Au début, elle devait se rendre chez le médecin toutes les trois semaines, puis toutes les deux semaines. Elle recevait des perfusions. Mais de l’eau s’accumulait dans ses tissus, son muscle cardiaque n’était pas à la hauteur du défi. Au printemps 2021, son diagnostic tombe: insuffisance cardiaque. «Quand on a de l’eau dans les poumons, on ne peut plus respirer», explique Eveline. Parfois, elle avait peur de s’étouffer.

En mai 2022, son état s’était tellement détérioré que les médicaments ne suffisaient plus à évacuer l’eau de son corps. L’hospitalisation était devenue inéluctable. Eveline a fait ses valises, a rangé son appartement. Tout cela en pensant: «Peut-être que tu ne rentreras plus chez toi.» Elle s’installe dans une chambre de l’hôpital de l’Île à Berne. C’est là qu’a commencé sa longue attente d’un nouveau cœur.

Les infirmières et infirmiers l’ont incroyablement aidée, se souvient l’ancienne employée du domaine médical. Ils accrochaient une guirlande multicolore au-dessus de son lit, ouvraient la porte du couloir lorsque la solitude menaçait de lui faire tomber le plafond sur la tête. Eveline crochetait des sacs, d’abord pour elle, puis pour tous les autres, il y en a eu de plus en plus. À un moment donné, elle connaissait presque tous les employés de l’hôpital.

Tandis que son nom remontait peu à peu sur la liste d’attente pour un don du cœur, elle se forçait à ne pas trop penser à l’avenir. Elle se levait, se lavait, faisait du crochet, lisait des livres, allait se coucher. Jour après jour, pendant plus de six mois. Jusqu’à ce petit matin d’automne où l’interne l’a réveillée: «Nous avons un cœur.»

«Une étape importante dans la chirurgie de pointe»

L’intervention a duré plus de dix heures.

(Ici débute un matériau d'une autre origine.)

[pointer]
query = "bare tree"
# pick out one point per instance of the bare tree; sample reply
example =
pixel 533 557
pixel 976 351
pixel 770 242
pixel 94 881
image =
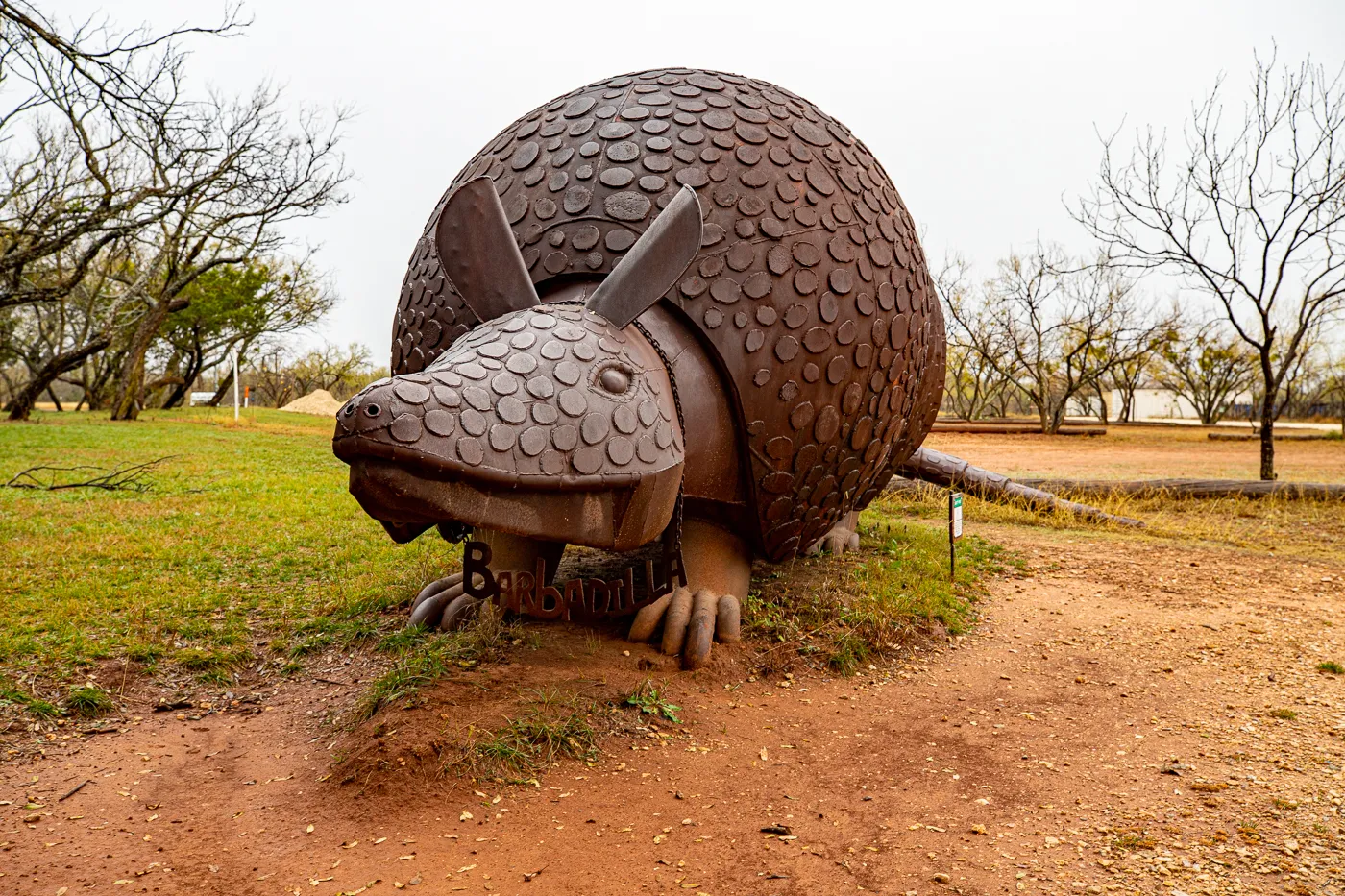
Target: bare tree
pixel 118 159
pixel 232 309
pixel 280 375
pixel 977 354
pixel 1060 325
pixel 1207 365
pixel 81 114
pixel 1251 213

Si les médecins ont eu suffisamment de temps pour préparer la transplantation dans ces conditions, c’est grâce à une nouvelle machine dont les centres cardiaques de Berne, Zurich et Lausanne ne disposent que depuis fin 2022.

L’appareil de perfusion permet à un cœur de continuer à battre en dehors du corps. Le délai entre le prélèvement d’organes et la transplantation s’en trouve considérablement allongé.

«C’est une étape importante dans la chirurgie de pointe», juge le chirurgien cardiaque Matthias Siepe de l’Hôpital de l’Île à propos de cette nouvelle technique. Jusqu’à présent, seuls les cœurs de donneurs décédés après une mort cérébrale étaient transmis en Suisse. Dans ce cas, l’organe non irrigué est transporté le plus rapidement possible dans un sac de glace. Il reste quatre heures avant qu’il ne puisse recommencer à battre dans le corps du receveur.

Quinze cœurs de plus par an

Grâce à cet appareil de perfusion, il est désormais possible de transplanter l’organe même après un arrêt cardio-circulatoire. Si les proches sont d’accord, les machines qui maintiennent le patient en vie sont arrêtées. Cinq minutes après que deux médecins ont constaté le décès, le prélèvement d’organes commence. Le chirurgien Matthias Siepe est convaincu que grâce à la nouvelle machine, dix à quinze cœurs de plus pourront être transplantés chaque année en Suisse à l’avenir.

Eveline se remet encore de l’opération. Elle se rend trois fois par semaine chez le physiothérapeute et avale chaque jour deux douzaines de pilules. Elle aimerait à nouveau assister à des concerts et peut-être même un jour gravir une montagne. Mais elle sait que cela prendra du temps. «Je prendrai soin de ce cœur, dit-elle, pour qu’il ait une bonne maison avec moi.»

Même si elle ne saura jamais qui lui a donné son nouveau cœur, Eveline Heiniger pense souvent à son donneur: «Quelqu’un est mort, c’est pour cela que je peux vivre.»